Por isso é bom lembrar que todo valor moral reflete o grupo social em que ele é desenvolvido e aplicado.
No mundo do esporte, o respeito, a amizade e a excelência foram denominados valores olímpicos. Entretanto é possível afirmar que todos eles são, acima de tudo, valores humanos. Não entendo ser possível qualquer processo educacional sem o exercício e a prática desses valores. Na via de mão dupla aprender-ensinar, a tríade respeito, amizade e excelência forma a base para relações que levam a descobertas e construções que movem o mundo.
Certa vez, depois de trabalhar na capacitação de um grupo de professores da Prefeitura de São Paulo, que participariam com seus alunos das olimpíadas estudantis, me vi diante da aplicação desses preceitos. Um dos times era dirigido por um professor que educou seus alunos com base nos valores. Foram para a disputa e, como devia ser, fizeram o seu melhor. Deram um show de respeito e amizade que não caberia no conceito de fair play. Mesmo aplicando tudo o que sabiam, não conseguiram a tão desejada vitória que os colocaria no lugar mais alto do pódio.

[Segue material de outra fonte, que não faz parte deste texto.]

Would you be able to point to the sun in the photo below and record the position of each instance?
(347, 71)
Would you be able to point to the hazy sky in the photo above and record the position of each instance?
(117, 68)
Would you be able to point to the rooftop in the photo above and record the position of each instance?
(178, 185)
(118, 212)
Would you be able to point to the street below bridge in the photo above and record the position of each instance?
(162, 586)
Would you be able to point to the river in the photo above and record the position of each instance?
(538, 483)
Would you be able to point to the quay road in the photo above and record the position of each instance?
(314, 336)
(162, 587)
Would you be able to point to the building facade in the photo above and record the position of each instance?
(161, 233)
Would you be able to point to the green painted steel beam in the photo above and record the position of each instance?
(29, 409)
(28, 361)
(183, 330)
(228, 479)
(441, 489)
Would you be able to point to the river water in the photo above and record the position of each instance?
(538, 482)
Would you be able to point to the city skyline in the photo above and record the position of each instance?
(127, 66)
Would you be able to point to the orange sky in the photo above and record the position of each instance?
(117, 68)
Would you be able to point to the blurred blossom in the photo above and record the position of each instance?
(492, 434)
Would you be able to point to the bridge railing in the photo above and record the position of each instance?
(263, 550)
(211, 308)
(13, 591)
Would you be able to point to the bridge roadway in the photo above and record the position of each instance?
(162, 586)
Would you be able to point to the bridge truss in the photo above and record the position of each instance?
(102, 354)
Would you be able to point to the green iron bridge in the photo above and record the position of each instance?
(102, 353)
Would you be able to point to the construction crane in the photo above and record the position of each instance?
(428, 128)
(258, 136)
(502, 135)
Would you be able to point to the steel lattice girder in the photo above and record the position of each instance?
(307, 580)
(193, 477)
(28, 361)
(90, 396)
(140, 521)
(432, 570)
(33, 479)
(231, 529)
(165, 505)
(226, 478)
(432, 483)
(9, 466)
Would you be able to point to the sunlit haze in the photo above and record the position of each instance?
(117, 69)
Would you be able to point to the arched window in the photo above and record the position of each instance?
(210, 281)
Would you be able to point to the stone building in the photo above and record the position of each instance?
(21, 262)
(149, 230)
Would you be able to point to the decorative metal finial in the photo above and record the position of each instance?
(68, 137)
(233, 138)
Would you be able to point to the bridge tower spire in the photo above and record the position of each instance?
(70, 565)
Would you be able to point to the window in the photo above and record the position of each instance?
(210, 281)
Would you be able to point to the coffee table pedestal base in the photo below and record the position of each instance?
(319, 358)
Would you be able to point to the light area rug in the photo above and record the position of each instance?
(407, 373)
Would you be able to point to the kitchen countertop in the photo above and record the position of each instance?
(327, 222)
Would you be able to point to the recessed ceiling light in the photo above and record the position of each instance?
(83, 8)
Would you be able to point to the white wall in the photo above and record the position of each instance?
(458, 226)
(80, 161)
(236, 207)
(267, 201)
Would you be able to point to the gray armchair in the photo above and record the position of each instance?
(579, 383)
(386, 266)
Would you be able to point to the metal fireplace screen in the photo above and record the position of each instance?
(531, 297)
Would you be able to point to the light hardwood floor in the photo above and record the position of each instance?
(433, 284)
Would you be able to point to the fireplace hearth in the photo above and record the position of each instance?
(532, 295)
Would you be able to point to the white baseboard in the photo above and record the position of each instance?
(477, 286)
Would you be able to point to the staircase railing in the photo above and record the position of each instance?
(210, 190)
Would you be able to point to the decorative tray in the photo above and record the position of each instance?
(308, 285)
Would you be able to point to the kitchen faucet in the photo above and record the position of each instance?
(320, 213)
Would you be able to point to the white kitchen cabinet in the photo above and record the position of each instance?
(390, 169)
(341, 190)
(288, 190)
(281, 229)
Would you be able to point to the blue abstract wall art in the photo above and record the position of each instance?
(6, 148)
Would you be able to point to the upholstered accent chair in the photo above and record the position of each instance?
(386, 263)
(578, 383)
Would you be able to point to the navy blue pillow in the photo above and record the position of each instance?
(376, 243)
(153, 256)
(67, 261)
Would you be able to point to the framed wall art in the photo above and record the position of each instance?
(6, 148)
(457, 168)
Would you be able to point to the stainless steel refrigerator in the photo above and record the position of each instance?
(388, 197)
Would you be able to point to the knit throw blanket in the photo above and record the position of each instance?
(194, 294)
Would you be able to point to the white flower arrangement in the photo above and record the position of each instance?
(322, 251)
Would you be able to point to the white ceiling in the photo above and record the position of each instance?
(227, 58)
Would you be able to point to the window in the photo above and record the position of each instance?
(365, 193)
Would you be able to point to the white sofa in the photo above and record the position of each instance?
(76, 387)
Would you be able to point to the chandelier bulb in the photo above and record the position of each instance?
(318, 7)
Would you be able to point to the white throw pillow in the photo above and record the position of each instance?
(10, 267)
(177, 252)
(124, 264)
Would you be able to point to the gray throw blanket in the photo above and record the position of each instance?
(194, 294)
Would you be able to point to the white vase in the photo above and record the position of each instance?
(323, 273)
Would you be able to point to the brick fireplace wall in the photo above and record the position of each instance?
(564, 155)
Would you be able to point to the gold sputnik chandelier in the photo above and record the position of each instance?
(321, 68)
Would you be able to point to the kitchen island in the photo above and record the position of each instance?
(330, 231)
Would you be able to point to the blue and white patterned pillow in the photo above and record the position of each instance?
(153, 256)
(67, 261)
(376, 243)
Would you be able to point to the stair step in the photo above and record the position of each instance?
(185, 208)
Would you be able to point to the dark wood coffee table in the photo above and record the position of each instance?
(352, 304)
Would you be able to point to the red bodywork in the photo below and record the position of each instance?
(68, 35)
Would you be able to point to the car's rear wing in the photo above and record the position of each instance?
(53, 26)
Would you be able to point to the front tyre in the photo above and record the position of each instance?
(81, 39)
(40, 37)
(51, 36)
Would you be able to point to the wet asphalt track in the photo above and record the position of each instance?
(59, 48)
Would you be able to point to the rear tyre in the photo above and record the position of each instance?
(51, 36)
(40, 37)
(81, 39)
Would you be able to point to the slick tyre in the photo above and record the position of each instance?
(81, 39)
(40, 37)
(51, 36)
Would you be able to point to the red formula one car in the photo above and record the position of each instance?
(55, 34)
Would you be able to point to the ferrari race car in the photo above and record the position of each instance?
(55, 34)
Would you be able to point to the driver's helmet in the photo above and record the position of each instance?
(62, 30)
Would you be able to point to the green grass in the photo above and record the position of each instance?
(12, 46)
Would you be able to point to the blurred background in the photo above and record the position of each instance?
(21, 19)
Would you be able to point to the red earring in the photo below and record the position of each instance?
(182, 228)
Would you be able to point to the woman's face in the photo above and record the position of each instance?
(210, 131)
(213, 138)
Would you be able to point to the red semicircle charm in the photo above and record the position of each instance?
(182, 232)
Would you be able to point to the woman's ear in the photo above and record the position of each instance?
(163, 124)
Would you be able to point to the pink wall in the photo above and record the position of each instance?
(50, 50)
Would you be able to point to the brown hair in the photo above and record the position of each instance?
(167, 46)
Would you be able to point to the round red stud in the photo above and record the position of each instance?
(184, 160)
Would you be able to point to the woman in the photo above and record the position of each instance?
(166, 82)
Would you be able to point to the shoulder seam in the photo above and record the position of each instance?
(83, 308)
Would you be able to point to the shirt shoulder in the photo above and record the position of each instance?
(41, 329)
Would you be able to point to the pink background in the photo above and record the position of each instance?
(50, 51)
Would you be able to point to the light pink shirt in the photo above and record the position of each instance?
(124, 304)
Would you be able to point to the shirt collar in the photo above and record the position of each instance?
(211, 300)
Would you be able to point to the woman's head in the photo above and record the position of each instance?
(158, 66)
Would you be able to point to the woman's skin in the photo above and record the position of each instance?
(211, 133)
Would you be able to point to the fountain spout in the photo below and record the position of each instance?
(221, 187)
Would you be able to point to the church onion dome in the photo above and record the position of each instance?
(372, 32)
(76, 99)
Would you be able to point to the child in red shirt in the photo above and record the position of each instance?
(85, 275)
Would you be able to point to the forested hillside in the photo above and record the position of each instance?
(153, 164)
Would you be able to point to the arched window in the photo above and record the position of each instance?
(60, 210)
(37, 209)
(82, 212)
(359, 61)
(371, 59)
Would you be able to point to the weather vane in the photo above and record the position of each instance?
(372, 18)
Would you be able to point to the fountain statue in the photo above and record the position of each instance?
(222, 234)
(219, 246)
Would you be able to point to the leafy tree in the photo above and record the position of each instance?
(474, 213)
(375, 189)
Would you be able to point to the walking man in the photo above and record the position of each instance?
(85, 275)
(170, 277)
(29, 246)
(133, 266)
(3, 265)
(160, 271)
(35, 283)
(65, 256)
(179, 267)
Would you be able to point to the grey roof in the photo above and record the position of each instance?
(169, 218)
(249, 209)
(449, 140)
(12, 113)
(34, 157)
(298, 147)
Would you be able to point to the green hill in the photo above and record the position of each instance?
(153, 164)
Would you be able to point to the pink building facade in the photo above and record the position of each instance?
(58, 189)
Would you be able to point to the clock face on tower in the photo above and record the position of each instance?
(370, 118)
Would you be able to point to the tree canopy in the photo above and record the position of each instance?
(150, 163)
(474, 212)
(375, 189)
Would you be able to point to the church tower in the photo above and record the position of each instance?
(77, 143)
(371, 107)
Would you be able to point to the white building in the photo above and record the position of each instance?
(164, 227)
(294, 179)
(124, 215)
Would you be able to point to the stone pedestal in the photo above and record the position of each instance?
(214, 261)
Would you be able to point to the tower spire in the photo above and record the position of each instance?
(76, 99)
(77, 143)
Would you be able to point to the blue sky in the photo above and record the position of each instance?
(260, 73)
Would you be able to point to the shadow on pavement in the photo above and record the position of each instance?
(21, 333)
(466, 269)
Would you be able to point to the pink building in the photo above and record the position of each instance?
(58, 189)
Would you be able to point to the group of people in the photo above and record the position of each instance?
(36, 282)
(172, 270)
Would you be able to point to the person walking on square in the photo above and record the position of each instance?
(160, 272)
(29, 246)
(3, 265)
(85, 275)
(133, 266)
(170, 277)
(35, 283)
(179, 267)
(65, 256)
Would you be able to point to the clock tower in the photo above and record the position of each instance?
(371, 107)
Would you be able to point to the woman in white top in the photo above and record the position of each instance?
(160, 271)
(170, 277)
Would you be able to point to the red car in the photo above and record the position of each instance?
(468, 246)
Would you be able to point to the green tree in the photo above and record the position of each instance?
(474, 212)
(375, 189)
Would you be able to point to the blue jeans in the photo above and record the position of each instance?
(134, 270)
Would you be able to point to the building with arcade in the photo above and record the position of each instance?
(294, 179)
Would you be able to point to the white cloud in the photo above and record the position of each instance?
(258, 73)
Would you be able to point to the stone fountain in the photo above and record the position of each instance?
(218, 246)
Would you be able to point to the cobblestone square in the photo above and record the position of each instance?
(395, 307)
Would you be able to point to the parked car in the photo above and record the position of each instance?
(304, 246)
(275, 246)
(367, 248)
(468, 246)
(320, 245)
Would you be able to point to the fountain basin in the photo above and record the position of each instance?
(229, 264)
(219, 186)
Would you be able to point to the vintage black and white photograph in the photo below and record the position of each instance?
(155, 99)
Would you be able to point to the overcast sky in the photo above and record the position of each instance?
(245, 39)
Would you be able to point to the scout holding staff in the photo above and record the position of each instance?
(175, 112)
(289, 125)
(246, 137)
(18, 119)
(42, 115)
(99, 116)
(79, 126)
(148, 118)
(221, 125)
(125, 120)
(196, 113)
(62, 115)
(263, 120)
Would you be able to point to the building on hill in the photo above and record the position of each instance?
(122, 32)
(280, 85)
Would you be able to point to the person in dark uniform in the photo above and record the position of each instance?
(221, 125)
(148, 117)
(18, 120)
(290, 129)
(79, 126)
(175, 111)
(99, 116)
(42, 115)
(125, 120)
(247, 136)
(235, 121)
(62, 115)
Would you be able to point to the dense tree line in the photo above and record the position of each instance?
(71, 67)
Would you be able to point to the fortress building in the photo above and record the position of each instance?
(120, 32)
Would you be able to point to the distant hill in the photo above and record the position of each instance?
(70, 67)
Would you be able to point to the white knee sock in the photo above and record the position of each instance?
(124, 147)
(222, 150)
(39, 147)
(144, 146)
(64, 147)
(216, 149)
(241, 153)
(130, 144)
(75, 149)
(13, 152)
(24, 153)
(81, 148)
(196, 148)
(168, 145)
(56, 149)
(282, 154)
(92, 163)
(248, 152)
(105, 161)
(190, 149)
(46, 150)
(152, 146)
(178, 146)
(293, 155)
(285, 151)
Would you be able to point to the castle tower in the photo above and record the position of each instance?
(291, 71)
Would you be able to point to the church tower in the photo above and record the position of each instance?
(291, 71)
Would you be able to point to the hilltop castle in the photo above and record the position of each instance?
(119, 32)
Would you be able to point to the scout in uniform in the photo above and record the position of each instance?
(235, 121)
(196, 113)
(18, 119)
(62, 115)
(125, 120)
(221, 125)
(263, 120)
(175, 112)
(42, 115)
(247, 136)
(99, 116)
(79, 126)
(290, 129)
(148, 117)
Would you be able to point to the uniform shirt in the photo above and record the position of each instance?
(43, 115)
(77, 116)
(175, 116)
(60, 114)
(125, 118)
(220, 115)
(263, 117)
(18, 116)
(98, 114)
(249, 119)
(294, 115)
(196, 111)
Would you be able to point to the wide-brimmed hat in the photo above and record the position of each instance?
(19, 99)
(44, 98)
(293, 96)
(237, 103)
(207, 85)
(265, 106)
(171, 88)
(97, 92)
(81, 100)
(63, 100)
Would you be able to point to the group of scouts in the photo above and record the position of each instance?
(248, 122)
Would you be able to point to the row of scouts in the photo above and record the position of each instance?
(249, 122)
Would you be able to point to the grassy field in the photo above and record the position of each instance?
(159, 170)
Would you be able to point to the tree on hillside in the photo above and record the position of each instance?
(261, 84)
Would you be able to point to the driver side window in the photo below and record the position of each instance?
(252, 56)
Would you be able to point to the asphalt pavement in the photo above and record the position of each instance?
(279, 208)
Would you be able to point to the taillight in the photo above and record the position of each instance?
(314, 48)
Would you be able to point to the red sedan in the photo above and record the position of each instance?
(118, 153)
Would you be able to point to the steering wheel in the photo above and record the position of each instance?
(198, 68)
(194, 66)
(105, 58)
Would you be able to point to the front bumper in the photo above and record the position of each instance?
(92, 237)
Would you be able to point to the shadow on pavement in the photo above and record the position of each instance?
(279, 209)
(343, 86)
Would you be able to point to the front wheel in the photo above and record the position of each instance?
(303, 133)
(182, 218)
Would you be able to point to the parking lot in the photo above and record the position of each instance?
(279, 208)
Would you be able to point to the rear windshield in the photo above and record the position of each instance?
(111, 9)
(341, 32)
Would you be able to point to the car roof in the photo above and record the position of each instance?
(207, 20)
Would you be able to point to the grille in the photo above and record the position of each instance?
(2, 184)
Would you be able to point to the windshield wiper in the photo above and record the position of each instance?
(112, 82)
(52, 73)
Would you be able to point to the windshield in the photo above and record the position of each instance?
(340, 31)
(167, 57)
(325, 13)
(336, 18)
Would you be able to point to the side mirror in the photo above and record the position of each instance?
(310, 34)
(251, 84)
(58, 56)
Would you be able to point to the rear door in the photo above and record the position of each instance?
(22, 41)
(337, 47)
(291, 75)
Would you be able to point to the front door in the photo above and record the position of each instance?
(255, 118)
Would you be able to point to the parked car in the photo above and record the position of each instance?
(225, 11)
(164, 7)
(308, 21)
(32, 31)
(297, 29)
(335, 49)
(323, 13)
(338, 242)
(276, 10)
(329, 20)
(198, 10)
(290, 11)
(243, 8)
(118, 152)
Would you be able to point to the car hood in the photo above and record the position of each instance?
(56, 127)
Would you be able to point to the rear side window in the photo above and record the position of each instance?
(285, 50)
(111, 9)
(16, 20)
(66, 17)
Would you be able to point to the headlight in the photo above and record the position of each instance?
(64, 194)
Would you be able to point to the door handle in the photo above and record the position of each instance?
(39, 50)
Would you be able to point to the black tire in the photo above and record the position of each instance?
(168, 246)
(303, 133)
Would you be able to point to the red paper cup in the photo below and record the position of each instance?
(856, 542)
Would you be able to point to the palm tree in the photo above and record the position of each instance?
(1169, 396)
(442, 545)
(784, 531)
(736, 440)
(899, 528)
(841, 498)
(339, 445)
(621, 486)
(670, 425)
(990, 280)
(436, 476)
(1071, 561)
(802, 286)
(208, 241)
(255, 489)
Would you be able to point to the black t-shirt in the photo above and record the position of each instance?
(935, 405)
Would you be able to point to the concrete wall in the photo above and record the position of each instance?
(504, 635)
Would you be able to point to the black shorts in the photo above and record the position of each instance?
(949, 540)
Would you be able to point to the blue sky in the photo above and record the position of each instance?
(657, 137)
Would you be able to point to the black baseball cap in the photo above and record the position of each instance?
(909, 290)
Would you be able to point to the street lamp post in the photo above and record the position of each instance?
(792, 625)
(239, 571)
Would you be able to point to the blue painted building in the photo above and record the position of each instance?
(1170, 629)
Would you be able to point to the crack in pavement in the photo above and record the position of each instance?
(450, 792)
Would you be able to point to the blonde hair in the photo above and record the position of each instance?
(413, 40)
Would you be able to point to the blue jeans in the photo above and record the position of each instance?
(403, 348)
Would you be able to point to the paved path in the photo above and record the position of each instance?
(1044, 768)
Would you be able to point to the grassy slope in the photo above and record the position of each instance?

Essa seria mais uma cena de um campeonato se um dos garotos campeões, logo após a premiação, não fosse até o professor derrotado e lhe desse a sua medalha. Surpresa para uns, constatação para outros, ali estava a prova de que esporte e valores caminham juntos.
Se o esporte é um campo onde se experimentam diferentes relações sociais, ele pode ser também o campo de experimentação de condutas valorosas e éticas. Ele também ensina que ser adversário não representa ser inimigo.